Pero ya no son lo mismo que entonces, cuando no tenía deberes ni exámenes que estudiar. Ahora en eso se basan mis domingos, en incar los codos y sino, en descansar en casa con mi familia después de salir el sábado.

En fin, vaya nostalgia la que me ha venido de repente. Aquellos domingos de antaño....

Y pensar que fue ayer...



Un beso,

Moon.

miércoles, 1 de octubre de 2008

¿Tú también te has enamorado de Edward Cullen?

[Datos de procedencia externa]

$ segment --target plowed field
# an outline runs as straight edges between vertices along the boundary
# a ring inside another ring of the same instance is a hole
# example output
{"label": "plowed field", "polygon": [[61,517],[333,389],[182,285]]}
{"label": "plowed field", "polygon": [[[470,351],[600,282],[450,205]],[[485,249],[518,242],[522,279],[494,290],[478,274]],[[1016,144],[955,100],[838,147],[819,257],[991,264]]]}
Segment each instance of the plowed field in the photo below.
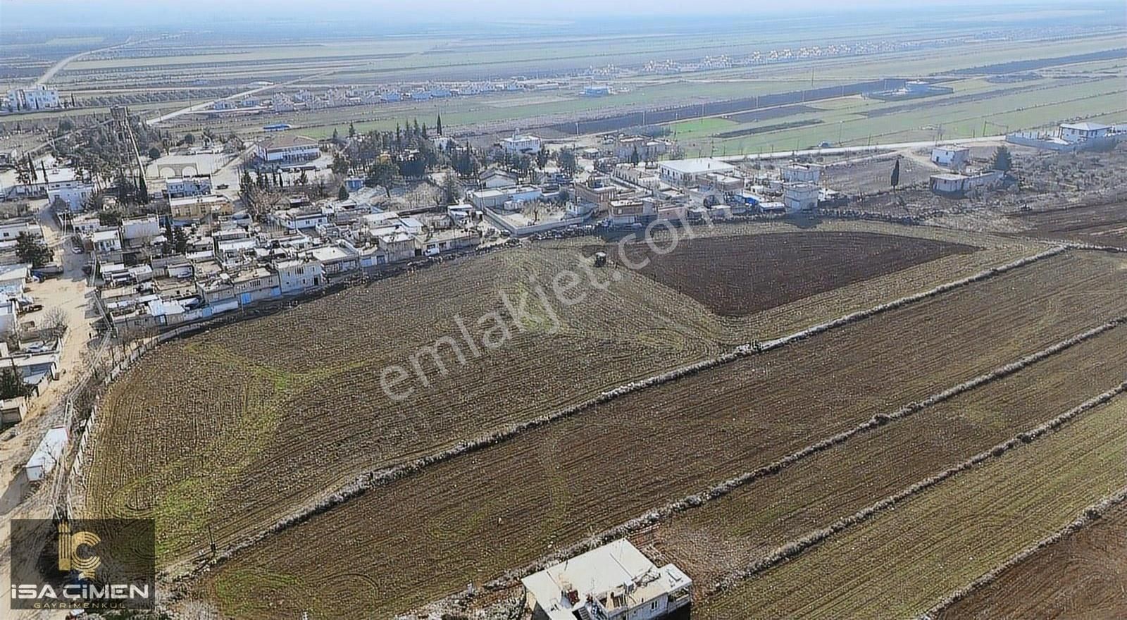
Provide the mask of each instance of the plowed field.
{"label": "plowed field", "polygon": [[640,269],[642,274],[727,317],[743,317],[975,250],[932,239],[866,232],[686,239],[665,255],[657,255],[641,243],[627,248],[632,264],[646,262]]}
{"label": "plowed field", "polygon": [[1127,312],[1122,266],[1067,254],[616,399],[270,537],[204,593],[245,618],[407,611]]}

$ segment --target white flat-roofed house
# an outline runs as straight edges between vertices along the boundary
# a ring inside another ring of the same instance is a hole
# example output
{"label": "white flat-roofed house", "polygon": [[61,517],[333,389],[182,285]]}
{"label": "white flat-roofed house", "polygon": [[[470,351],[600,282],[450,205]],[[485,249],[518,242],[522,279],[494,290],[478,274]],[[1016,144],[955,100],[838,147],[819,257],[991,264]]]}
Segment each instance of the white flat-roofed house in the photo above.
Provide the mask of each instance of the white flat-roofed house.
{"label": "white flat-roofed house", "polygon": [[87,183],[72,168],[47,170],[46,185],[47,204],[63,204],[70,213],[82,211],[87,201],[94,195],[94,184]]}
{"label": "white flat-roofed house", "polygon": [[1062,123],[1061,124],[1061,139],[1065,142],[1088,142],[1089,140],[1098,140],[1101,138],[1107,138],[1111,132],[1111,125],[1104,125],[1102,123]]}
{"label": "white flat-roofed house", "polygon": [[35,112],[62,107],[59,91],[43,85],[34,88],[14,88],[8,91],[5,105],[11,112]]}
{"label": "white flat-roofed house", "polygon": [[255,144],[255,157],[267,163],[293,163],[321,157],[321,149],[304,135],[272,135]]}
{"label": "white flat-roofed house", "polygon": [[0,241],[12,241],[18,239],[21,233],[42,239],[43,228],[34,218],[19,218],[0,222]]}
{"label": "white flat-roofed house", "polygon": [[943,174],[932,175],[928,185],[934,194],[960,197],[979,187],[991,187],[1001,178],[1002,172],[997,170],[986,170],[975,175]]}
{"label": "white flat-roofed house", "polygon": [[818,183],[822,180],[822,167],[808,163],[791,163],[782,169],[784,183]]}
{"label": "white flat-roofed house", "polygon": [[709,174],[727,175],[736,167],[708,157],[695,159],[671,159],[658,163],[658,174],[662,180],[673,185],[687,187],[695,185],[699,178]]}
{"label": "white flat-roofed house", "polygon": [[325,246],[309,250],[309,256],[321,264],[325,275],[350,272],[360,267],[360,258],[352,251],[337,246]]}
{"label": "white flat-roofed house", "polygon": [[302,229],[317,228],[329,223],[329,215],[321,210],[304,211],[298,207],[272,213],[270,216],[279,225],[293,232]]}
{"label": "white flat-roofed house", "polygon": [[24,473],[27,476],[27,481],[37,482],[46,478],[55,469],[55,466],[59,464],[69,441],[70,434],[66,433],[65,426],[55,426],[47,431],[47,434],[39,441],[39,445],[35,449],[32,458],[24,466]]}
{"label": "white flat-roofed house", "polygon": [[156,215],[148,218],[131,218],[122,222],[122,239],[130,242],[147,242],[159,237],[163,231]]}
{"label": "white flat-roofed house", "polygon": [[122,238],[118,237],[116,229],[92,232],[90,234],[90,245],[94,246],[94,251],[99,255],[122,251]]}
{"label": "white flat-roofed house", "polygon": [[498,189],[500,187],[513,187],[516,185],[516,175],[497,168],[489,168],[478,175],[478,183],[482,189]]}
{"label": "white flat-roofed house", "polygon": [[935,147],[931,150],[931,161],[952,170],[961,170],[970,160],[970,149],[967,147]]}
{"label": "white flat-roofed house", "polygon": [[11,298],[0,300],[0,336],[11,336],[18,327],[19,303]]}
{"label": "white flat-roofed house", "polygon": [[813,183],[788,183],[782,191],[782,202],[788,213],[809,211],[818,206],[820,188]]}
{"label": "white flat-roofed house", "polygon": [[521,135],[518,133],[500,141],[500,147],[508,154],[534,153],[540,150],[540,139],[535,135]]}
{"label": "white flat-roofed house", "polygon": [[521,579],[533,620],[659,620],[692,602],[692,579],[619,539]]}
{"label": "white flat-roofed house", "polygon": [[168,201],[174,220],[203,220],[207,216],[231,215],[234,205],[227,196],[188,196]]}
{"label": "white flat-roofed house", "polygon": [[274,268],[278,273],[278,284],[283,295],[307,291],[325,282],[325,269],[317,260],[300,258],[279,260]]}
{"label": "white flat-roofed house", "polygon": [[171,177],[165,180],[165,189],[168,192],[169,198],[206,196],[212,192],[211,175]]}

No hará más de un año llegó una amiga mía al patio entusiasmada por contarnos el libro que había descubierto ese fin de semana. Dijo que se llamaba Crepúsculo, y que era un libro de amor entre vampiros. Buah, ¿vampiros? rápidamente lo descarté. Aparte de Harry Potter suelo ser muy especialita para libros fantásticos por lo que no quise saber más de el. Pero basta que no me interesara para que esas mismas navidades me lo trajeran los reyes "me lo han recomendado en la librería, ¡está entre los más vendidos!" se excusó mi querida tía. Bueno, probemoslo entonces, pensé yo. Recuerdo que me costó empezarlo y la mala fama que le había hecho al libro hizo que el primer capítulo me resultara incluso algo aburrido. Pero en contra de mis prejuicios, en seguida me sumergí en tan apasionante historia y lo acabé a los tres días. No me lo podía creer, simplemente me encantó. Yo me esperaba algo parecido a Drácula y lo que me encontré fue a un vampiro elegante y romántico, educado y que por supuesto no se dedicaba a matar a jovencitas. No tardé mucho en hacerme con la trilogía entera, he de reconocer que la historia me fascinó por completo. Más bien, lo que he de reconocer es que lo que más me fascinó fue su protagonista, Edward. Pero y ¡¿a qué chica no?! estoy segura que todas las que nos hemos leído el libro y hemos vivido esta intensa historia de amor nos hemos sentido identifiadas con la protagonista y, para qué negarlo, la hemos envidiado con todas nuestras fuerzas por tener al chico perfecto. Probablemente la gente al ver un ejemplar en las estanterías o escaparates de las librerías -que están repletos de ellos- piense lo mismo que pensé yo al principio: otra típica novela para adolescentes, supongo que al fin y al cabo es eso, será que soy adolescente.

No sé hasta qué punto me ha llegado a gustar la saga. Creo que nunca había estado pendiente de la publicación de un libro, pero para todo hay una primera vez. Y la mía será el día ocho de octubre, cuando por fin salga el cuarto y último libro de Stephenie Meyer: Amanecer. Hoy al pasar de mes en el calendario ha sido cuando me he dado cuenta de lo poco que falta, y allí estaré yo el mismo día ocho leyendo hasta las tantas de la noche el tan esperado final.

Es una historia surrealista, vale, en eso estamos completamente de acuerdo, pero hasta yo he querido que existieran los vampiros si es verdad que estos pueden ser como los describe la autora.